Boost for cashew, oil palm processing as SECO commits US$10.5m towards 20% value addition

Swiss State Secretariat for Economic Affairs

The Switzerland government, through the Swiss State Secretariat for Economic Affairs (SECO), has announced a US$10.5 million grant for the cashew and oil palm sectors.

The investment, which is under a five-year project dubbed the Second Phase of the Ghana Private Sector Competitiveness Programme (GPSCP II), aims to achieve 20 percent domestic processing of cashew and oil palm over the project’s duration, in addition to comprehensive regulatory and value chain harmonisation and capacity building.

The GPSCP II is a bilateral initiative between the Swiss State Secretariat for Economic Affairs (SECO) and Ghana. It is jointly implemented by NIRAS International and Proforest, under the auspices of the Tree Crop Development Authority (TCDA).

Overall, GPSCP II aims to enhance trade and competitiveness in the cashew and oil palm value chains, addressing the challenges faced by these sectors and driving sustainable growth.

The project is designed to be implemented under three main modalities – strategic cooperation partnership, rapid response mechanism and development partnership with the private sector.

Team Leader, GPSCP II, Ato Simpson, highlighted that this second phase seeks to build the capacity of private sector actors in the production value chain by supporting them with marching grants to become more competitive and productive.

He explained that the initial research carried out in phase one shows that small businesses producing cashew and oil palm are bedeviled with many challenges including lack of modern technology, lack of access to credit and market, hence the introduction of the funding initiative to support their growth.

Similarly, a percentage of the fund, US$1.5 million, is allocated to the public sector – ministries, government agencies and regulatory bodies – to assist them in developing policies and setting standards that will help boost domestic processing and consumption.

“Processors under the project can access a matching grant to the value of GH₵3 million to invest in technology, access consultancy services, access to markets and build capacity of staff, among others,” he said.

The Chief Executive of Tree Crop Development Authority (TCDA), William Agyapong Quaittoo, expressed heartfelt gratitude to SECO and all the implementing partners, highlighting the huge potential of the tree crop sector.

“There is a need to invest in the value chain and focus on research and development to come out with high-value seedlings that will increase yield.
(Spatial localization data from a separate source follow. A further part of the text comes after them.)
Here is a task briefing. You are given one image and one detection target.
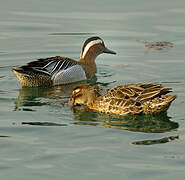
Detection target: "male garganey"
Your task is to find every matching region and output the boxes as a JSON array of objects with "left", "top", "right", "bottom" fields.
[
  {"left": 71, "top": 83, "right": 176, "bottom": 115},
  {"left": 12, "top": 37, "right": 116, "bottom": 87}
]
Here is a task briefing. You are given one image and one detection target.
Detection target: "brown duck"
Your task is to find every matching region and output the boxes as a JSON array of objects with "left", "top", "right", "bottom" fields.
[{"left": 70, "top": 83, "right": 176, "bottom": 115}]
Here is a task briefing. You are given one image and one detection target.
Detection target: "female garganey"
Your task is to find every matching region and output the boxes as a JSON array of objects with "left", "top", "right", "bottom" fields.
[
  {"left": 12, "top": 37, "right": 116, "bottom": 87},
  {"left": 71, "top": 83, "right": 176, "bottom": 115}
]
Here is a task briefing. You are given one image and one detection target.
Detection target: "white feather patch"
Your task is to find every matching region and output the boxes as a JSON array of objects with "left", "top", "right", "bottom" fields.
[
  {"left": 52, "top": 65, "right": 87, "bottom": 85},
  {"left": 82, "top": 39, "right": 102, "bottom": 59}
]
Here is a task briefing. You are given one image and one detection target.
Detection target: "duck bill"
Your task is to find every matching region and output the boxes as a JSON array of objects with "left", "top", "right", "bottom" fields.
[{"left": 103, "top": 47, "right": 116, "bottom": 55}]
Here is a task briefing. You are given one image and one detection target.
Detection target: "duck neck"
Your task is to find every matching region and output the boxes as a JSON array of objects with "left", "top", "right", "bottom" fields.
[
  {"left": 86, "top": 88, "right": 102, "bottom": 108},
  {"left": 79, "top": 50, "right": 98, "bottom": 65},
  {"left": 78, "top": 52, "right": 99, "bottom": 79}
]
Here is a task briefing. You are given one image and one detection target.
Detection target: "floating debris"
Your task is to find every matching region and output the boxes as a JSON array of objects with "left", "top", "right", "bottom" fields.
[
  {"left": 132, "top": 135, "right": 179, "bottom": 145},
  {"left": 137, "top": 40, "right": 173, "bottom": 50}
]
Vertical expansion is the way to go rather than horizontal and this means more investment in research,” he added.

Local processing capacity

Ghana is among the top cashews producers in West Africa, with about 350,000 metric tonnes of raw cashew nut (RCN) exports. However, local processing and consumption remain low at about five percent on average, a situation the project seeks to change.

The cashew and oil palm production value chains have about 3,000 processor groups and about 30 companies processing only cashews.

Despite this, current local processing capacity is about five percent, with the TCDA hopeful that with the grant would not only help to regulate the shipment but control prices to ensure local processing is increased to about 20 percent by the end of the project period.

MoU with TCDA

Part of the initiative would be to support the TCDA to harmonise systems and regulatory bodies that existed before the coming into being of the TCDA in 2020.

Swiss Ambassador to Ghana, Simone Giger, underscored the strong bilateral relationship between her country and Ghana, which she says explains the investments the Swiss government continues to make in Ghana.

“We have signed an MoU with TCDA to facilitate access to resources from our fund to be able to now develop policies and standards and now develop the sector for the benefit of the nation.

“The project seeks to strengthen the Authority with its mandate of regulating the cashew and oil palm sectors and facilitating high-impact reform initiatives,” she said.

Executive Director of Cashew Council Ghana (CCG), Kofi Agyarko Mintah, on his part, welcomed the development, particularly efforts at promoting value addition and regulation of the tree crop sector.

He, however, highlighted the development and implementation of policies and standards as the main concerns facing the sector.